The Russian and East European Studies Program, the Slavic Club, and the Department of History will welcome to Seton Hall the writer Marina Antropow Cramer, who will present her book Roads (2017) and give a talk "Between Two Tyrants: One Family's Journey from Stalin's Russia to Hitler's Labor Camps".
The talk will take place on Thursday, February 16th, from 6:30 p.m. to 8:00 p.m., in Fahy Hall 236, with an option to attend virtually via a designated Microsoft Teams link.
Marina Antropow Cramer was born in Germany, the child of Russian refugees from the Soviet Union, and emigrated with her family to the United States in 1956. She holds a B.A. in English from Upsala College. She has been a waitress, fabric store manager, traveling saleswoman, telephone fundraiser, used book dealer, business owner, and bookseller. She lives in New York's Hudson Valley. Her work has appeared in Blackbird, Istanbul Literary Review, Wilderness House Literary Review, Bloom Literary Magazine, and the other side of hope magazine. She is the author of the novels Roads (Chicago Review Press) and Anna Eva Mimi Adam (RunAmok Books). Her novel Marfa’s River (Apprentice House Press) is scheduled for spring 2023 release.

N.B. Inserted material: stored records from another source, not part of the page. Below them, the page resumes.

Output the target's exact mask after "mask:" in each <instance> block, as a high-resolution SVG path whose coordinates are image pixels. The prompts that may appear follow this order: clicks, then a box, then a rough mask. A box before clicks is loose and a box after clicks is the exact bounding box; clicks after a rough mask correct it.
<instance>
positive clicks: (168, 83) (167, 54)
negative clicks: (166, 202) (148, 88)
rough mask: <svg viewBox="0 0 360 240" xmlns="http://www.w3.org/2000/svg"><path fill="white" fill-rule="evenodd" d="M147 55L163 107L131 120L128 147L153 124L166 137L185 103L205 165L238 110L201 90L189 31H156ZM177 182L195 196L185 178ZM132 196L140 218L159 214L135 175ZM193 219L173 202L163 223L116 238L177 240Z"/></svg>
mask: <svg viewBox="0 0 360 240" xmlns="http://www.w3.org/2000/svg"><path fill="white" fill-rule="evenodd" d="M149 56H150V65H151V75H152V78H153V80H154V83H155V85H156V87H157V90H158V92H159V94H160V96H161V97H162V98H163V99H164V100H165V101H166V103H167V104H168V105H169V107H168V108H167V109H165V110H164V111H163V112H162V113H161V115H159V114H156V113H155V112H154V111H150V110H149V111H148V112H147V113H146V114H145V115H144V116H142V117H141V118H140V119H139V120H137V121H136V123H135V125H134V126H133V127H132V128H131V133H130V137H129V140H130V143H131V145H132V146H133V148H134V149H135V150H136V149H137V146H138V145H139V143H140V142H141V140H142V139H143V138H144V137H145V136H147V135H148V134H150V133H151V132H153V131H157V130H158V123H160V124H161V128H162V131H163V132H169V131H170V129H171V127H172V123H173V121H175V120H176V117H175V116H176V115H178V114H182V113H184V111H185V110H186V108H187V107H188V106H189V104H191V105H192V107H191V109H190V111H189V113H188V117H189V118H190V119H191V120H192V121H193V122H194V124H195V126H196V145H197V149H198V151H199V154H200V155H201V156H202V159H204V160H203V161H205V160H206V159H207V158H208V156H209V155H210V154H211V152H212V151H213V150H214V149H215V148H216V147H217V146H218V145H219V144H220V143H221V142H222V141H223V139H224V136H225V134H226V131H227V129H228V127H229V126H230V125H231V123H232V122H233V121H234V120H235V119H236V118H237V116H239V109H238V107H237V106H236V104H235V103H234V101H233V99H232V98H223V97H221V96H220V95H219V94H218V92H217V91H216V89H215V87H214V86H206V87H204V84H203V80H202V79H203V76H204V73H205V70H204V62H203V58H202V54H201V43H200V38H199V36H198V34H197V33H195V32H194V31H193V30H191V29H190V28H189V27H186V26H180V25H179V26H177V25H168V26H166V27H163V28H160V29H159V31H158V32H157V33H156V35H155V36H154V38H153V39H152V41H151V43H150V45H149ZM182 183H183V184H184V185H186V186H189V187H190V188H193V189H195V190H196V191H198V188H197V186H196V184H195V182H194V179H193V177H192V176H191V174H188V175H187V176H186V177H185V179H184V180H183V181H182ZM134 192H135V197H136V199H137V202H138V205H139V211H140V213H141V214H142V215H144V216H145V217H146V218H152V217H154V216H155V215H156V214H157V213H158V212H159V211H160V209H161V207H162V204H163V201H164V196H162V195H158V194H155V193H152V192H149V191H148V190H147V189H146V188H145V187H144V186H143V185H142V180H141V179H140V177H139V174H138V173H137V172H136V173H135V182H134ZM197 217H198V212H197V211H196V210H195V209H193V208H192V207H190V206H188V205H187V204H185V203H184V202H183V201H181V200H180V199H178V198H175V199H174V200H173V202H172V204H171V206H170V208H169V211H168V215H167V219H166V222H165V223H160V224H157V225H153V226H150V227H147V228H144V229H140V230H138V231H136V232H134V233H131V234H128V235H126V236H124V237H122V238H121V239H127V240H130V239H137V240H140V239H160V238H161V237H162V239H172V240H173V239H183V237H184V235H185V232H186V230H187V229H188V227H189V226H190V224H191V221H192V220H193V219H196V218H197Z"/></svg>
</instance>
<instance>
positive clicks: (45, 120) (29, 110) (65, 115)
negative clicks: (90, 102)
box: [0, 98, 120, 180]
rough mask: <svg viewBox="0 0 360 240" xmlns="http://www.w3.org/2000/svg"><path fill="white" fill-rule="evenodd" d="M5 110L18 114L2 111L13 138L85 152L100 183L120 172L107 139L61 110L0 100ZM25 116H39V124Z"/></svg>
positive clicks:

Praise for the novel Roads:
"Like The Madonnas of Leningrad, Marina Antropow Cramer’s sweeping novel brings to life the suffering of ordinary Russians during World War II. With richly evoked compassion, Roads shows us the power of family and love to survive in the face of devastation." —Laurie Lico Albanese, author of Stolen Beauty
"Riveting, heartbreaking, and beautifully written, Roads takes us deep into the black heart of Nazi Germany, finding not only horror and despair but a stubborn and tenacious hope and a kind of clarity about what it means to be human." —Christina Baker Kline, number one New York Times bestselling author of Orphan Train and A Piece of the World
"The characters are strongly drawn and fascinating… Cramer’s writing is lush and poetic with a refreshing edge." —Shelf Awareness
"With more than apt characterization, Cramer explores characters' adaptability as social critique." —ForeWord Magazine
"A broad, moving novel of a family’s creation, migration, dispersal and reconnection through war and its aftermath." —Russian Life
Partial funding for this event has been provided by the College of Arts and Sciences thanks to the generous support of the President's Advisory Council members.
- The event is free and open to the public. Slavic refreshments will be served.